Religion Magazine

Shards of Glass

By Marilyngardner5 @marilyngard

Shards of Glass  Shards of Glass 
Last Monday, after a lot of thinking, I wrote a post to Franklin Graham. Graham had made a public statement that I felt was deeply hurtful and out of line. I wrote it in defense of many of my friends. It ended up being shared far more than I anticipated, largely because some kind friends with more influence than me passed it on. 

The more it was shared, the more comments I received, and the more I had to screen the comments. 

I was up for it – after all, I had written it, published it publicly, and I needed to take ownership of what I had written. That’s what grown-ups do. 

But grown-ups also need to know their boundaries. They need to know that a personal web site is not a democracy. Everyone doesn’t get to have their comments published. So when comments were rude, when they were ad hominem attacks toward me or my Muslim friends, when they simply criticized and did not add to the discussion, I deleted them from my email. They never saw the blog site. They were extinguished. 

I thought I was doing well. We had a blueberry pancake breakfast as a family. I began cleaning a kitchen cupboard, with hopes of ridding our kitchen of some pesky moths. 

And then a can fell onto two of my faborite wine glasses that were resting on the counter, and suddenly I was a mess. Shards of glass were everywhere, and tears blurred my vision. I loved the wine glasses – they were purchased during our last trip to Egypt, a time when Egypt was deep in the stress of a post uprising chaos. But my tears felt way more powerful than grieving a mere material thing. As I swept up the shards, I suddenly knew why. 

I realized that those comments felt like shards of glass to my soul, to my heart. 

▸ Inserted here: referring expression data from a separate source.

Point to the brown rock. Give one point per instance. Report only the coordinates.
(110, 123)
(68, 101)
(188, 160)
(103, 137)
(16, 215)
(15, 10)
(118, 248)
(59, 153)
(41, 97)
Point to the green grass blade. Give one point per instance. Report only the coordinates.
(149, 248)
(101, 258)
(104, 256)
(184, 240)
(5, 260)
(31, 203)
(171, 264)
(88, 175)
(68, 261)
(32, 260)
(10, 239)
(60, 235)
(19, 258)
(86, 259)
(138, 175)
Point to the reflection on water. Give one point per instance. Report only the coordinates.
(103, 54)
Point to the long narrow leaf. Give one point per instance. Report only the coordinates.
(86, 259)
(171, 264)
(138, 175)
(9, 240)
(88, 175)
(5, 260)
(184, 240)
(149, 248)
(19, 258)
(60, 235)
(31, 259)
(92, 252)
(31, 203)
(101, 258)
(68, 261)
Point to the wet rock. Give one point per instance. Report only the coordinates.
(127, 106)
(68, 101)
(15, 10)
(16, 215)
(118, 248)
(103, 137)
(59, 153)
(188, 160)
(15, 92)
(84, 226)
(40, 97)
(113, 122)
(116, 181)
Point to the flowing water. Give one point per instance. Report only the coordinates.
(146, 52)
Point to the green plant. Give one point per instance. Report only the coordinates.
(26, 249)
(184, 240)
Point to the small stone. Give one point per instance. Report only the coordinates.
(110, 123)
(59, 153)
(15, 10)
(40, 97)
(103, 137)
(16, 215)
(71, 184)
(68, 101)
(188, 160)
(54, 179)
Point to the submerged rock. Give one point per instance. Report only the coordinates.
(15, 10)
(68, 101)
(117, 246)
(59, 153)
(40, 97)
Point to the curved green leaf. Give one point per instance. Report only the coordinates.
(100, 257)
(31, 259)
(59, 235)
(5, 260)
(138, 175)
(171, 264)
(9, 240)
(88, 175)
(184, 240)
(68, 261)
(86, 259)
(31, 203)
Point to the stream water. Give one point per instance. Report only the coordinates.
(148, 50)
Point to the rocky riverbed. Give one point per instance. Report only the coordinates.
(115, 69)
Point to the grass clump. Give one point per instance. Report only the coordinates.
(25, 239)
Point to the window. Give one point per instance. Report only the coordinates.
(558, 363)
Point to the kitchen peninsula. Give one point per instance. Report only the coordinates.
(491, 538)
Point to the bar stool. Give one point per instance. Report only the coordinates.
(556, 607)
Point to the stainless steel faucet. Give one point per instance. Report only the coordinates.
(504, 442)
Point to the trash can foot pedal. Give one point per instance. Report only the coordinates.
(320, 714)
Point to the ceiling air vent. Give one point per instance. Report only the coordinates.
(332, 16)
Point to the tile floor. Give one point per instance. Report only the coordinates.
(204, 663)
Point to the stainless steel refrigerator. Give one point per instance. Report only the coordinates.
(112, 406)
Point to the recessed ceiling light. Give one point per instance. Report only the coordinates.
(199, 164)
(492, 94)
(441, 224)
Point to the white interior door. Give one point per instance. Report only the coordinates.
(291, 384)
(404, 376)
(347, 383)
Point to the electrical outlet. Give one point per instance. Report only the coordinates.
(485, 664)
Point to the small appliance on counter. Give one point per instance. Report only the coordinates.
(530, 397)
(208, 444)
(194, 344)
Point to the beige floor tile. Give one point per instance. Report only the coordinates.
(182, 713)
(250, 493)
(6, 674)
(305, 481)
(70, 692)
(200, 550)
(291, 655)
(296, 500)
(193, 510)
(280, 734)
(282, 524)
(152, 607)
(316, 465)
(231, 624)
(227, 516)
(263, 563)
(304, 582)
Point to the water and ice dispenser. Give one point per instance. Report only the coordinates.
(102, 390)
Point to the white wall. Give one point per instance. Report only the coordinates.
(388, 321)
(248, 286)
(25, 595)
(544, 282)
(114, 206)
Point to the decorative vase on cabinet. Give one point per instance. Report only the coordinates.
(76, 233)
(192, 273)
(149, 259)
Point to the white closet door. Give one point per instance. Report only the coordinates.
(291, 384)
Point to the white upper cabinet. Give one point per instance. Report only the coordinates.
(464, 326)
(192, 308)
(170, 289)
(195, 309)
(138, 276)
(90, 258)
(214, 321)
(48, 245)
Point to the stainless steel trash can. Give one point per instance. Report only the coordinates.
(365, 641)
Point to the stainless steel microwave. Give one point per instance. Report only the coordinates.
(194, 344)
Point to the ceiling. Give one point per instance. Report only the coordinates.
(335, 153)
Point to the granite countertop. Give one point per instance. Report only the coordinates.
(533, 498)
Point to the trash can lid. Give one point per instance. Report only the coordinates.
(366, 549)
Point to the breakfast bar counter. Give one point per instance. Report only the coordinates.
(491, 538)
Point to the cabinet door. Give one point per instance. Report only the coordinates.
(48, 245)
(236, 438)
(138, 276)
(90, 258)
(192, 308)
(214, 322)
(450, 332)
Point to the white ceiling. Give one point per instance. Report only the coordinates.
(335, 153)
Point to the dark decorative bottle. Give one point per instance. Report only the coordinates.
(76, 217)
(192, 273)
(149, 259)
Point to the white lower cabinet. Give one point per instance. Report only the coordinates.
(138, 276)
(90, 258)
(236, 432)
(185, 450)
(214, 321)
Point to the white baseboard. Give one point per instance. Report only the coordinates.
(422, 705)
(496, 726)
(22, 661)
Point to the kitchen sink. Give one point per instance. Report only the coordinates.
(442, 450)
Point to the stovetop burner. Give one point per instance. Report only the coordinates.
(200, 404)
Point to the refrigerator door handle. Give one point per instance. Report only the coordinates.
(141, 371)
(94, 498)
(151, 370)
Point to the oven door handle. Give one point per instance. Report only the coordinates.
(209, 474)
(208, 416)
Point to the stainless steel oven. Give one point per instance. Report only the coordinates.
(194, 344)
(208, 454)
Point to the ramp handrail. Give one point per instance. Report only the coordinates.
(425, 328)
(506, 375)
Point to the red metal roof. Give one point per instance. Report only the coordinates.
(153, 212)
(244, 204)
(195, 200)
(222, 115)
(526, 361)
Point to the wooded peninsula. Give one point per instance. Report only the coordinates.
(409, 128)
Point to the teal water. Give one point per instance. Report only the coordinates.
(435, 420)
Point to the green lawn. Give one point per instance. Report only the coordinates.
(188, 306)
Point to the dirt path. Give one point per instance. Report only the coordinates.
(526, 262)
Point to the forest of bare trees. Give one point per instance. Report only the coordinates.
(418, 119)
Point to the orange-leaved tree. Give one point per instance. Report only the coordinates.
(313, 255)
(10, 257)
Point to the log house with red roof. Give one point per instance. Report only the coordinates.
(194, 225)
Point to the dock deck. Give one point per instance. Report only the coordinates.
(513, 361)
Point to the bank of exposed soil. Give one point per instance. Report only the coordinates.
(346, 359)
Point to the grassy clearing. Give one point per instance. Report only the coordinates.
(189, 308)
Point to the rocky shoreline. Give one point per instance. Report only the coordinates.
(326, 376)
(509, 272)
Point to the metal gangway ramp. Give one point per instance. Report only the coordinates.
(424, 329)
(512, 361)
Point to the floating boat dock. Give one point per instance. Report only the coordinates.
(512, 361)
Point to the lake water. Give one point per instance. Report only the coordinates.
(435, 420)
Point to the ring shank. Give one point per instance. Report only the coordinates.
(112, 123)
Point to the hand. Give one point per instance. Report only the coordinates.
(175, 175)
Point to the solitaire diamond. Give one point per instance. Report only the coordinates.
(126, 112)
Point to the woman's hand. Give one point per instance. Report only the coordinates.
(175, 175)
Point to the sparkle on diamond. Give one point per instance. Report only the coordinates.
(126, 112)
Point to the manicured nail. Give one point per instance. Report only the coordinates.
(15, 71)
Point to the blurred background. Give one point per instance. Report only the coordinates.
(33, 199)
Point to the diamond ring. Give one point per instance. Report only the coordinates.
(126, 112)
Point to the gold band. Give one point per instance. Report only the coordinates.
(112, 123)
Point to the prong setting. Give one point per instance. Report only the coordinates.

My son came to help. “You okay, mom?” He asked the question with compassion.  This child is child of my heart. He knows these things. I nodded my head but kept my face down. 

Shards of glass at the ready. Shards that cut and hurt. Shards with potential to destroy. That’s what we are like – ready to attack with shards of glass when we disagree, instead of  grace and careful words. We humans are a passionate people about our own views. All of us, whether we choose to comment or not. And our passion can be good, but when it contains shards of glass, we intend for it to hurt. We want to destroy with our words. 

So we swept up shards of glass together, and I said the Jesus Prayer. Because in truth, that’s the only thing preventing me from piercing others with shards of my own.